United States District Court, S.D. California
James
Maxwell Green, Plaintiff, Pro Se.
D.
PARAMO, Defendant, represented by Terrence F. Sheehy,
Department of Justice.
W.
EDROZO, Defendant, represented by Terrence F. Sheehy,
Department of Justice.
R.
JOHNSON, Defendant, represented by Terrence F. Sheehy,
Department of Justice.
A.
ALANIZ, Defendant, represented by Terrence F. Sheehy,
Department of Justice.
WHITING, Defendant, represented by Terrence F. Sheehy,
Department of Justice.
DAVIS,
Defendant, represented by Terrence F. Sheehy, Department of
Justice.
J.
BEARD, Defendant, represented by Terrence F. Sheehy,
Department of Justice.
REPORT AND RECOMMENDATION REGARDING DEFENDANTS'
MOTION FOR SUMMARY JUDGMENT
BERNARD G. SKOMAL, Magistrate Judge.
I.
PROCEDURAL BACKGROUND
Plaintiff
James Maxwell Green, CDCR No. F-16348, is a state prisoner
proceeding pro se and in forma pauperis in
this civil rights action filed pursuant to 42 U.S.C. § 1983.
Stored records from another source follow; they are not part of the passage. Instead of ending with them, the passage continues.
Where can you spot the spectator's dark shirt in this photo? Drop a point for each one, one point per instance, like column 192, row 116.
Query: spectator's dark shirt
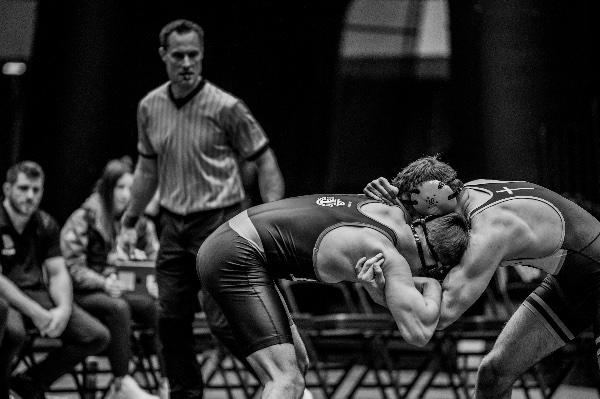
column 22, row 255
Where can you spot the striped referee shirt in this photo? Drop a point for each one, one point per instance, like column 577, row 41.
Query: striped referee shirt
column 197, row 141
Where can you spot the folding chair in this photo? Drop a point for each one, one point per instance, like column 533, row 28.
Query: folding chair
column 36, row 346
column 339, row 338
column 431, row 360
column 220, row 369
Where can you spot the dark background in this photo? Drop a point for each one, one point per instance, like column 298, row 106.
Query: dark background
column 520, row 102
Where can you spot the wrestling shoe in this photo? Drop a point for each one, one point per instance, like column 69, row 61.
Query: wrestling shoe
column 128, row 388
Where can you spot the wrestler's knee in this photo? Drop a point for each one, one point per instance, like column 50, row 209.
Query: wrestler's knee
column 494, row 373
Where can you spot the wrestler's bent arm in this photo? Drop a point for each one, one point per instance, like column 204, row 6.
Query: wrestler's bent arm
column 466, row 282
column 416, row 312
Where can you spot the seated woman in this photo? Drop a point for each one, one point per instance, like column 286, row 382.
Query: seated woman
column 88, row 243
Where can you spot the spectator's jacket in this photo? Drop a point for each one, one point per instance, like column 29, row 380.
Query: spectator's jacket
column 88, row 243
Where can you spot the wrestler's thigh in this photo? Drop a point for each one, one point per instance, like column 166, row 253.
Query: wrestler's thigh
column 524, row 341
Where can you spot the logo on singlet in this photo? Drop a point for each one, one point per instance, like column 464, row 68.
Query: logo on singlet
column 331, row 202
column 8, row 248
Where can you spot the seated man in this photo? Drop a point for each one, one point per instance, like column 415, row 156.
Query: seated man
column 29, row 250
column 512, row 223
column 319, row 237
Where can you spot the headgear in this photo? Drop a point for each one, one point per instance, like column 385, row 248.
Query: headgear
column 432, row 197
column 436, row 271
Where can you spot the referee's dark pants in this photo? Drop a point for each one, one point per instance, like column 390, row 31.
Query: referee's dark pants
column 178, row 287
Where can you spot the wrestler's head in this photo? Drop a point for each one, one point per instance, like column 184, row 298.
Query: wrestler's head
column 441, row 239
column 428, row 186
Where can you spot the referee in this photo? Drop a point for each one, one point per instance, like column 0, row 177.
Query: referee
column 190, row 135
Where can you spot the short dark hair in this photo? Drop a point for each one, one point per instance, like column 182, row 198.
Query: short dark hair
column 111, row 174
column 449, row 237
column 180, row 26
column 425, row 169
column 29, row 168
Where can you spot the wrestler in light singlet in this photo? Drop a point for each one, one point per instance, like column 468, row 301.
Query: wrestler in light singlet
column 562, row 240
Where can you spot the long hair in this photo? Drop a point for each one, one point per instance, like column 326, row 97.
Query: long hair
column 111, row 174
column 29, row 168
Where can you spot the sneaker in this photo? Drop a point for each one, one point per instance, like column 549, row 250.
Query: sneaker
column 128, row 388
column 26, row 388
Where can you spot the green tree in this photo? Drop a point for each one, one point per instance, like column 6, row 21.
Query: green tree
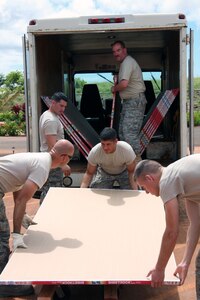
column 14, row 81
column 2, row 79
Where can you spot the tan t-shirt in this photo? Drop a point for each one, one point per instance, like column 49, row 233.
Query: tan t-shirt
column 131, row 71
column 113, row 163
column 15, row 169
column 49, row 125
column 181, row 179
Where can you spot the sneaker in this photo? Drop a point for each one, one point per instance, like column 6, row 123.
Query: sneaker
column 16, row 290
column 27, row 221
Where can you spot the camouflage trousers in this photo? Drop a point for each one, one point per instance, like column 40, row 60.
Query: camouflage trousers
column 4, row 235
column 103, row 180
column 198, row 276
column 131, row 119
column 55, row 179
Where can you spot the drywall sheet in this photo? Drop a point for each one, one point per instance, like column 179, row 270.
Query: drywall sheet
column 91, row 236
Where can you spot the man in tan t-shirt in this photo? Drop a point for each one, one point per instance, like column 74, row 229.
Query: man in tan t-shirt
column 110, row 161
column 180, row 180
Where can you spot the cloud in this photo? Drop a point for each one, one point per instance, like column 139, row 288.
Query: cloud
column 15, row 16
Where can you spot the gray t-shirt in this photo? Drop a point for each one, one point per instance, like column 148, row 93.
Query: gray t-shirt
column 131, row 71
column 15, row 169
column 112, row 163
column 181, row 179
column 49, row 125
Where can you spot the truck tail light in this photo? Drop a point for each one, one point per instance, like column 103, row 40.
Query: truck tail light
column 106, row 20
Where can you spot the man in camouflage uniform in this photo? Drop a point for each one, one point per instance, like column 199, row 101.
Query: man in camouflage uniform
column 131, row 88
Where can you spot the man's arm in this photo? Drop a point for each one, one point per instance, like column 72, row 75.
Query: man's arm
column 51, row 140
column 130, row 169
column 20, row 199
column 122, row 85
column 168, row 242
column 193, row 233
column 87, row 177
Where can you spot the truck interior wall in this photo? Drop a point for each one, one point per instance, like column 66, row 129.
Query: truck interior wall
column 49, row 69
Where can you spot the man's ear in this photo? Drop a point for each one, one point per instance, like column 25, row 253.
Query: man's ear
column 148, row 177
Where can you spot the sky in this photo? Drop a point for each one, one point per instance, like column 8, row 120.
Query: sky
column 15, row 16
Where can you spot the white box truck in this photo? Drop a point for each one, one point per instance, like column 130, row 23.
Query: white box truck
column 58, row 53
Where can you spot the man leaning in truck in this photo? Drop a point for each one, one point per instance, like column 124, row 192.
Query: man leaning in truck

In his Complaint, Plaintiff claims Defendants (1) violated
his right to free exercise of his Native American religion by
confiscating religious items he claims are necessary to his
religious practice and denying him "access to a sweat
lodge and/or place" in which to practice his faith; and
(2) violated his "right to be free cruel (sic) and
unusual punishment when they "intimidated [him] with
acts of violence" and subjected him to "racial
discrimination" and "harassment" by
"placing him in a cage." ( See ECF No. 1
at 3-5.)
Defendants
answered Plaintiff's Complaint on November 24, 2014. (ECF
No. 13.) On November 12, 2015, Defendants filed a Motion for
Summary Judgment pursuant to Federal Rule of Civil Procedure
56 based on Plaintiff's alleged failure to exhaust his
administrative remedies. (ECF No. 24-1.) The Court notified
Plaintiff of the requirements for opposing summary judgment,
including opposing a summary judgment brought on exhaustion
grounds, pursuant to Klingele v. Eikenberry, 849
F.2d 409 (9th Cir. 1988) and Rand v. Rowland, 154
F.3d 952 (9th Cir. 1998) (en banc). (ECF No. 25.) Plaintiff
filed his Opposition to Defendants' Motion for Summary
Judgment on February 3, 2016. (ECF No. 27.)
On
March 31, 2016, the Court ordered Defendants to provide
supplemental briefing and documentation to substantiate their
contention that Plaintiff failed to exhaust his
administrative remedies. (ECF No. 29.) The Court again
notified Plaintiff of the requirements for opposing summary
judgment, including opposing a summary judgment brought on
exhaustion grounds, pursuant to Klingele v.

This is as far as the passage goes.